Other films slighted in the Best Picture category this year included:

  • Roman Polanski's scary horror film Rosemary's Baby (without an acting nomination for Mia Farrow as the title character, trusting New York housewife Rosemary Woodhouse who became the unwitting mother of Satan)
  • the Russian film War and Peace (it won Best Foreign Language Film)
  • Richard Lester's off-beat cult film Petulia (with no nominations), with George C. Scott as divorced surgeon Archie Bollen and Julie Christie as Petulia Danner
  • maverick director John Cassavetes' cinema verite Faces
  • Peter Bogdanovich's debut film, a crime thriller titled Targets (with no nominations)
  • Planet of the Apes (with only two nominations: Best Costume Design and Jerry Goldsmith's Best Score), without a nomination for Michael Wilson and Rod Serling's screenplay; it was given a Special Honorary Oscar for John Chambers' ground-breaking, outstanding makeup (there was no Best Makeup category until 1981)
  • The Producers (with two nominations: a win for Mel Brooks' Best Original Screenplay, and a nod for Best Supporting Actor Gene Wilder)
  • The Odd Couple (with only two nominations: Neil Simon's Best Adapted Screenplay and Best Film Editing), without nominations for Walter Matthau as sloppy sportswriter Oscar Madison and Jack Lemmon as neat-freak Felix Unger

The title roles in two cop films were un-nominated: Steve McQueen as a San Francisco homicide detective in Peter Yates' Bullitt, and Richard Widmark as Detective Daniel Madigan in Don Siegel's Madigan. And Tuesday Weld's performance was likewise un-nominated - as a pretty, calculating, amoral killer Sue Ann Stepanek in Noel Black's low-budget black comedy-thriller Pretty Poison (with no nominations), with co-stars Anthony Perkins as an unstable, recently paroled lumber company worker, and Beverly Garland as her strict mother.
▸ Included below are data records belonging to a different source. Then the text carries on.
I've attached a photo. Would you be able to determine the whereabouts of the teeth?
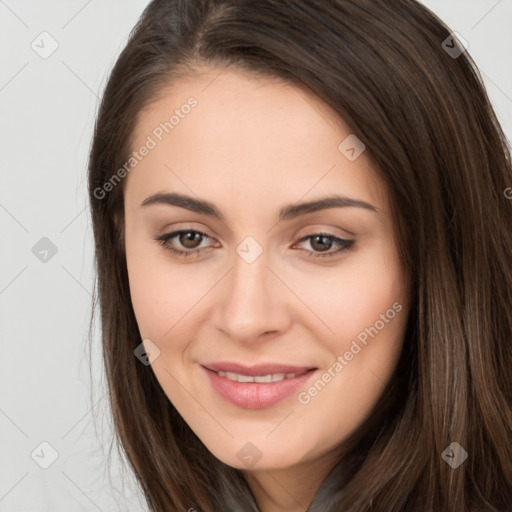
[217,371,297,383]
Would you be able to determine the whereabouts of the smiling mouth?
[212,370,309,384]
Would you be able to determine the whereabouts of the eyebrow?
[140,192,378,221]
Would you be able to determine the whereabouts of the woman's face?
[125,68,409,470]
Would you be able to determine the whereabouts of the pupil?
[180,231,202,249]
[312,235,332,251]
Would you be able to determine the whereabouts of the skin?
[124,68,409,512]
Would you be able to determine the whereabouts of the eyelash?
[154,229,355,258]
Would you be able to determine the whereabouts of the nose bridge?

Eli Wallach was also unrecognized for his performance as Tuco - a Mexican bandit in Sergio Leone's definitive, violent 'spaghetti' Western The Good, the Bad, and the Ugly (with no nominations). The memorable musical score by Ennio Morricone was also bypassed. Finally, Nino Rota's recognizable and popular score for Romeo and Juliet was also not nominated. And there was no nomination for Zero Mostel's Max Bialystock (arguably his best-known role) in The Producers.